グリング「カリフォルニア」

NHK BS2で以前放送されたグリングの「カリフォルニア」というお芝居を観た(録画)。これまで観た青木さんの作品は「獏のゆりかご」のみ。世の皆様のレビューを読んでいると、どうやら「獏のゆりかご」はいつもよりも青木色が薄いらしい。確かに、一般受けしそうな「獏のゆりかご」よりも、「カリフォルニア」の方が好きな人と嫌いな人が真っ二つに分かれそうなお芝居だった。

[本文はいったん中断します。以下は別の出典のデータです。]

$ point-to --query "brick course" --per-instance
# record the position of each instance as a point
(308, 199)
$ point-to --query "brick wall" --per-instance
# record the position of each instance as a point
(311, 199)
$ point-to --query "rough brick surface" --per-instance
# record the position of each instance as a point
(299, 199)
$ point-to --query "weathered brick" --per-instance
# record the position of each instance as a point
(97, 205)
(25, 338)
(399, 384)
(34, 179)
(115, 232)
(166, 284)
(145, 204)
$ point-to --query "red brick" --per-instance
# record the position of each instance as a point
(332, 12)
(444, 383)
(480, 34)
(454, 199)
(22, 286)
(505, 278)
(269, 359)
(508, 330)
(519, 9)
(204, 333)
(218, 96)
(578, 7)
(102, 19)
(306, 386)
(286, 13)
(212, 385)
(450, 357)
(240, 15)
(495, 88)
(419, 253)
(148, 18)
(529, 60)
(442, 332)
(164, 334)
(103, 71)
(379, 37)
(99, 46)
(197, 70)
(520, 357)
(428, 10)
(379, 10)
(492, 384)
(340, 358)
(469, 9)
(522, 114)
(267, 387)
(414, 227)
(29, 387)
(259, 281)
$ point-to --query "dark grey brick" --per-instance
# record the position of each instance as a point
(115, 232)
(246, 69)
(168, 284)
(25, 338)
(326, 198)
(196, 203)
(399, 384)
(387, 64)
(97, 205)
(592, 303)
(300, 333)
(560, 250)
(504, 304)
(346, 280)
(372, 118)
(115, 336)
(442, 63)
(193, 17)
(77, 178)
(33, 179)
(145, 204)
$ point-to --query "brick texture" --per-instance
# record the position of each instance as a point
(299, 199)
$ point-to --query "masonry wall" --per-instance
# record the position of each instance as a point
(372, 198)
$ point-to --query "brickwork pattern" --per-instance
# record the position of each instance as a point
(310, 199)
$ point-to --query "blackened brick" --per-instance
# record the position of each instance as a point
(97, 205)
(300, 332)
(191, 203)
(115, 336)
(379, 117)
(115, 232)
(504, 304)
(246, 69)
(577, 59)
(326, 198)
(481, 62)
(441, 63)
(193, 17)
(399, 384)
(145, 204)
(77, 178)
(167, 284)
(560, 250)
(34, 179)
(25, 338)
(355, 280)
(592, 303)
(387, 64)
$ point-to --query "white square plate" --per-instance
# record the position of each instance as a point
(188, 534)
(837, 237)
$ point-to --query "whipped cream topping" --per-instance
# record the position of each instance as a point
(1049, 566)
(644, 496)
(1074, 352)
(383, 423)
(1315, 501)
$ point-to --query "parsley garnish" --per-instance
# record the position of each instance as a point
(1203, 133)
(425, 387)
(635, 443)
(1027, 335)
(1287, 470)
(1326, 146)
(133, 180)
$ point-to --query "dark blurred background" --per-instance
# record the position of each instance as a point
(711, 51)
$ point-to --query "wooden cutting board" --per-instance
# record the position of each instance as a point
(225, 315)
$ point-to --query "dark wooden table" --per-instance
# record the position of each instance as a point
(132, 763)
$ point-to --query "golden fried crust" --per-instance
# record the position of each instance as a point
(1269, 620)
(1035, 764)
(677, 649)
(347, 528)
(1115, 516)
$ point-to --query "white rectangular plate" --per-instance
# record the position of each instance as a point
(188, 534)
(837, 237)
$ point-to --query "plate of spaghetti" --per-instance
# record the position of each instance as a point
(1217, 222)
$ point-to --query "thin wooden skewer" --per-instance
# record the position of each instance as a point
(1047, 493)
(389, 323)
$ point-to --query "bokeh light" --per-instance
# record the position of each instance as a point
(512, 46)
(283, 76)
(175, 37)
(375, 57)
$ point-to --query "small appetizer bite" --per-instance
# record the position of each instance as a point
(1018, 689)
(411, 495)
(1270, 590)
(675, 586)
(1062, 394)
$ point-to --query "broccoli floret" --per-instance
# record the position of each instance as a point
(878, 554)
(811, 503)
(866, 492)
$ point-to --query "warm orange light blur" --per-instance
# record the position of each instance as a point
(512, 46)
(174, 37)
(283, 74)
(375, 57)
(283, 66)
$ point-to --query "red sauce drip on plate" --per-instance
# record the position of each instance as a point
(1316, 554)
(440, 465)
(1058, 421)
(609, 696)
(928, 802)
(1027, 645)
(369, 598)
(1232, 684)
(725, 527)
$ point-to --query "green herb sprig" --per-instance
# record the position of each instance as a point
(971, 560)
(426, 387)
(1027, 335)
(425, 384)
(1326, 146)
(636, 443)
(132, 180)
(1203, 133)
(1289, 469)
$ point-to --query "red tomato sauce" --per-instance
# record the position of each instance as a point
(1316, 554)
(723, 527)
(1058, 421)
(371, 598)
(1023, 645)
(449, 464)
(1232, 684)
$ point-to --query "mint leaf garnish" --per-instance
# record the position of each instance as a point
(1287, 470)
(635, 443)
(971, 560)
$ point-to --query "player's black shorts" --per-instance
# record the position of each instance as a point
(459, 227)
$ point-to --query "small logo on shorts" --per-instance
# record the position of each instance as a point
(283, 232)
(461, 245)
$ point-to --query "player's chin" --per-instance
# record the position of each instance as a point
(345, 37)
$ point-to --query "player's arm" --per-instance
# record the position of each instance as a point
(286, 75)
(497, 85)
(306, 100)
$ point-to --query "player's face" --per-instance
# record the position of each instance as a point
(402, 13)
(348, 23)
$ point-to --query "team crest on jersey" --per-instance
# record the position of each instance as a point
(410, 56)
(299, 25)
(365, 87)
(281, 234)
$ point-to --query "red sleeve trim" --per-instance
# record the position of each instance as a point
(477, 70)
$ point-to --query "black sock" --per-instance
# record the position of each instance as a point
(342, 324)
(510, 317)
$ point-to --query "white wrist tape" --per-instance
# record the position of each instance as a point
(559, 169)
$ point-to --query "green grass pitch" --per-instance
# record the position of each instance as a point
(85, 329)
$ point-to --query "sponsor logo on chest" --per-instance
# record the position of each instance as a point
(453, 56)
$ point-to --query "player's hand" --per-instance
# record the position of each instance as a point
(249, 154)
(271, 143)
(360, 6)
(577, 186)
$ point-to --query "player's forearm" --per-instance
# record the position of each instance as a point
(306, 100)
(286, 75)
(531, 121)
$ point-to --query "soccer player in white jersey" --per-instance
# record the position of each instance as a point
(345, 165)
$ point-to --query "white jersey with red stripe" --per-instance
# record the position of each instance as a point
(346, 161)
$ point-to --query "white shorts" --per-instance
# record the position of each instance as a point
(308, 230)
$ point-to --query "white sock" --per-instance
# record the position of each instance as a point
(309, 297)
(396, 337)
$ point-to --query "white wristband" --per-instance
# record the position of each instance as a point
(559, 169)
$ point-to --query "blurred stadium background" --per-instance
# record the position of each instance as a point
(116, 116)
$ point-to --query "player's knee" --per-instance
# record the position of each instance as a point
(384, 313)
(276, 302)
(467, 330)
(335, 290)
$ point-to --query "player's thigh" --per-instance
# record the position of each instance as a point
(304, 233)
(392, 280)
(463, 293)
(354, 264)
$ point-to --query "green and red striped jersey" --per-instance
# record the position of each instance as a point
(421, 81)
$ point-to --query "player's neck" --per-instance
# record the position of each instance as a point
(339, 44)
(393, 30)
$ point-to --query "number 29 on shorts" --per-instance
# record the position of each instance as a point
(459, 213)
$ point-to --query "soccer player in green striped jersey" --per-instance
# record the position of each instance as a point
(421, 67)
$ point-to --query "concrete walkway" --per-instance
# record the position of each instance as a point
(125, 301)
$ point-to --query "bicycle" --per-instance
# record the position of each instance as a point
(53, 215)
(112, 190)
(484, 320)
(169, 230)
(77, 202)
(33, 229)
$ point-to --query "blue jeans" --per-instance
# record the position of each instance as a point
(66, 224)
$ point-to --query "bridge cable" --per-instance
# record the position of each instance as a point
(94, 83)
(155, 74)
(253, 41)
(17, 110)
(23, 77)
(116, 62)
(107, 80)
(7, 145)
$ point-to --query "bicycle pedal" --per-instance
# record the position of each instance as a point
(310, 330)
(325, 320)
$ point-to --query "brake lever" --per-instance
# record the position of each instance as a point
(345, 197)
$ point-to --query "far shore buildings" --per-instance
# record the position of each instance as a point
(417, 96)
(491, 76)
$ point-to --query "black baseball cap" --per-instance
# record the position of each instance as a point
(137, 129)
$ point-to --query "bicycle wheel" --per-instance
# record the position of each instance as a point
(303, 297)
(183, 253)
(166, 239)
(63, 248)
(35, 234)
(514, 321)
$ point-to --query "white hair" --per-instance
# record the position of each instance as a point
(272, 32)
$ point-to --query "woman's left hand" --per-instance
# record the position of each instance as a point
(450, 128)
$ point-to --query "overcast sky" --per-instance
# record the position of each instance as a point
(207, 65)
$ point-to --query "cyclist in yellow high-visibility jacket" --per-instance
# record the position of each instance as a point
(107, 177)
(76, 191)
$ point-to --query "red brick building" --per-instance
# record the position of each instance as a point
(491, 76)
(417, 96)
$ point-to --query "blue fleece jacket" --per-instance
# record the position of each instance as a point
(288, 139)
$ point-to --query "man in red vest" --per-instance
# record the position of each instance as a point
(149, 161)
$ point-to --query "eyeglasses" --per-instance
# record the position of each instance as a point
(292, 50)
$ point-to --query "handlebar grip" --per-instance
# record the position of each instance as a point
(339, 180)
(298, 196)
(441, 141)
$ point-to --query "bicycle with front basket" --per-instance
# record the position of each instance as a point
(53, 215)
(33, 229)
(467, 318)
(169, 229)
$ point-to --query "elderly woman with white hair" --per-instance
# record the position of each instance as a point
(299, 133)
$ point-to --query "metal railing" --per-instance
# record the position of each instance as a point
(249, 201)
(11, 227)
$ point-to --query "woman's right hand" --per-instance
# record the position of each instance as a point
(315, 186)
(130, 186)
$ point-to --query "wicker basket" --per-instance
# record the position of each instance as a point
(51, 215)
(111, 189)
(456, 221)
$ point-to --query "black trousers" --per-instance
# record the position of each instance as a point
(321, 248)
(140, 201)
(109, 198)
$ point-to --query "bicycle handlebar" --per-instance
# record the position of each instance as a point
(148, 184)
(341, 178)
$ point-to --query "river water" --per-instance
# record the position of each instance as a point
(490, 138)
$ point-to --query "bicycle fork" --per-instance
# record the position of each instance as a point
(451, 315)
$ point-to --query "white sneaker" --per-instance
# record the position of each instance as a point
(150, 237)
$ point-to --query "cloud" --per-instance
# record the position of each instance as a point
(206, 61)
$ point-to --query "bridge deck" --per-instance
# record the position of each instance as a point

全てが淡々と流れていく。自然なんだけど、決してアドリブではない、リアルな台詞。人間の会話にたくさんある無駄な部分がそのまま台詞になっている。その自然さがデフォルメされていて不自然になっている登場人物もいるけれど、演技していることを忘れてしまいそうなほどさらりと台詞を発する登場人物の多いこと。その会話から過去に起こったことを読み解き、ストーリーを追っていくのがとてもおもしろい。おもしろいと言っても、笑えるおもしろさでもなく、知的なおもしろさでもないように感じる。的確な言葉が出てこないのだけど、人間のいやらしい感情が反応するおもしろさとでも言えばいいのだろうか。他人の生活を覗き見ているような、そういう好奇心が刺激される気がする。でもそれが全てではなくて、人間の切なさや哀しさ、現代の様々な問題を扱っているから物語に深みがあるのだと思う。